For many Americans, Social Security—financed by payroll taxes collected from workers and their employers—is their only means of retirement savings.
In the sweeping spending package passed Friday, lawmakers authorized roughly half of the $1.4 billion spending increase proposed by the Biden administration for Social Security.
“Funding for the Social Security Administration has steadily eroded over the past decade, while the number of people it serves has grown,” said Nancy LeaMond, AARP executive vice president. “This has resulted in longer wait times, overwhelmed field offices and disability processing times that have skyrocketed to an all-time high.
“More must be done,” she said.
In a Pew Research Center poll in January, 57 percent of U.S. adults said that “taking steps to make the Social Security system financially sound” should be a top priority for the president and Congress. Securing Social Security got bipartisan support, with 56% of Democrats and 58% of Republicans calling it a top priority.
Nancy Altman, co-director of Social Security Works, an advocacy group, said Congress should be adequately funding Social Security if “the goal was to really help middle income families.”
Still, the latest legislation is a small step meant to assist the millions of Americans who haven’t saved for retirement.
U.S. Census data show that roughly half of Americans are saving for their retirement.

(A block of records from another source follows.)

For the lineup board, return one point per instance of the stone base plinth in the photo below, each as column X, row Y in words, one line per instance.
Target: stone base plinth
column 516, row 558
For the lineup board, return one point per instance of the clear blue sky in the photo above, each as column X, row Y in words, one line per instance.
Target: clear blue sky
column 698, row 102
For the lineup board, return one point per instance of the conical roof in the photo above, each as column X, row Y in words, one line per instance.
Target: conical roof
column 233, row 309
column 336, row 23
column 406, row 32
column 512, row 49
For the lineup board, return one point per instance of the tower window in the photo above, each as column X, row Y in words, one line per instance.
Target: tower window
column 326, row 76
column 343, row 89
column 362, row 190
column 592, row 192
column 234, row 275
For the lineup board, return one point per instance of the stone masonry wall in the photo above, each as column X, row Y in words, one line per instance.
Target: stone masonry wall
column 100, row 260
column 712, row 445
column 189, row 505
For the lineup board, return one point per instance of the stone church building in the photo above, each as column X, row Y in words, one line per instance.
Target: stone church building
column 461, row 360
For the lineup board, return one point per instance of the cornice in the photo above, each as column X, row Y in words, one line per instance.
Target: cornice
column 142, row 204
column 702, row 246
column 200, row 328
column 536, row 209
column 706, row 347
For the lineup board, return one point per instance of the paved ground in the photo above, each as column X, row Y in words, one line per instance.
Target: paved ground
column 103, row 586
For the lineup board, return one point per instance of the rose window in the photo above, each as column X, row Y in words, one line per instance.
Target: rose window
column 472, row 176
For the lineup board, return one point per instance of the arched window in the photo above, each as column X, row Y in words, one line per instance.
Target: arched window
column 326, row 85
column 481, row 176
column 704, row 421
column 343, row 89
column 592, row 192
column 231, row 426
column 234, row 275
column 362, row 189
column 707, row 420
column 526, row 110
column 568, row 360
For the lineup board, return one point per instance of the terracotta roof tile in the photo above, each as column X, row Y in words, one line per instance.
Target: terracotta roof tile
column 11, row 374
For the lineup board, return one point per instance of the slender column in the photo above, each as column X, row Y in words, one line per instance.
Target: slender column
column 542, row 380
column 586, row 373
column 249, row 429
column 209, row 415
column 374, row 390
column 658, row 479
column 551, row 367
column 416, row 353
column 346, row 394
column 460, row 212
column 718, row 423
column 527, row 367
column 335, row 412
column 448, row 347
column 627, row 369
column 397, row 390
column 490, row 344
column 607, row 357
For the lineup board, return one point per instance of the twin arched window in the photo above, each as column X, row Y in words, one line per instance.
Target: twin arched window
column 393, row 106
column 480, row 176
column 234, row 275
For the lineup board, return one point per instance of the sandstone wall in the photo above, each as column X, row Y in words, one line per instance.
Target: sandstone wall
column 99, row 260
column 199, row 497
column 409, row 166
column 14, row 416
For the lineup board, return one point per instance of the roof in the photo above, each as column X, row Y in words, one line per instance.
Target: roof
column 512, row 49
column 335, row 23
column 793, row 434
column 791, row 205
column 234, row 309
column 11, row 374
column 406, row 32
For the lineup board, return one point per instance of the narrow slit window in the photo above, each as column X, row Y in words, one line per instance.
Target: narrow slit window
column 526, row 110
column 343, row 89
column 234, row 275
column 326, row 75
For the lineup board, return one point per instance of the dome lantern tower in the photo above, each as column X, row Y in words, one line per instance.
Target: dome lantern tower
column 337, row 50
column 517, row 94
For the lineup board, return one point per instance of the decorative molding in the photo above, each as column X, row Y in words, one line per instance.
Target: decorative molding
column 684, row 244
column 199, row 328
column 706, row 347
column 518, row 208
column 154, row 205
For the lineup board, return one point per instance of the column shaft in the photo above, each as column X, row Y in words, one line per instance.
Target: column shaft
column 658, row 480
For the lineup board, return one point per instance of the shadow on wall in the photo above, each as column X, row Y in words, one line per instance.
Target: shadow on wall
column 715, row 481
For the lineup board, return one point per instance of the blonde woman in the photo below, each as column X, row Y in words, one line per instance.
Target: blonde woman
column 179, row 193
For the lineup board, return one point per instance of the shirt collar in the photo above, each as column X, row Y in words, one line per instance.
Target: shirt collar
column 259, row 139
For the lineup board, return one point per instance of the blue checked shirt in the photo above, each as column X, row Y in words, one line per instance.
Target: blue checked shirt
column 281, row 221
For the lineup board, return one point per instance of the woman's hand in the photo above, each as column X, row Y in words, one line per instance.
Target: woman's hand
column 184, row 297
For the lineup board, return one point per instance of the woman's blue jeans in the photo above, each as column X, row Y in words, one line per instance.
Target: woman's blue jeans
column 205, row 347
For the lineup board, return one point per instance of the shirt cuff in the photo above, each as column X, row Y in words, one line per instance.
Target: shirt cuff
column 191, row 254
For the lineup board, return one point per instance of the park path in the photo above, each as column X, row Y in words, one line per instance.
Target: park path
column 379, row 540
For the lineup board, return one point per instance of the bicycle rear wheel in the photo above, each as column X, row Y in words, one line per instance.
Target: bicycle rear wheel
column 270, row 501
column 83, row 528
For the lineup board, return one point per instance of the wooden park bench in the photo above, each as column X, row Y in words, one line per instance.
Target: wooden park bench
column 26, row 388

In 2020, 58% of working-age baby boomers owned at least one type of retirement account, followed by 56% of Gen X-ers, 49% of millennials and 7.7% of Gen Z-ers.
Olivia Mitchell, a Wharton economist who specializes in retirement savings, says the results of Secure 2.0’s passage may be felt most with workers at companies that match their employees’ contributions.
She said research suggests that auto-enrollment can boost retirement plan coverage initially but participation may fall over time.
Mitchell studied the first state-based plan of its kind, OregonSaves, which auto-enrolled workers whose firms did not have retirement savings plans. She found that only 36% of workers had a positive balance after one year. Less than half of those in the plan were still contributing after a year.
Nonetheless, she said, “the fact remains that low-paid workers who change jobs often are a difficult target to reach via retirement saving plans.”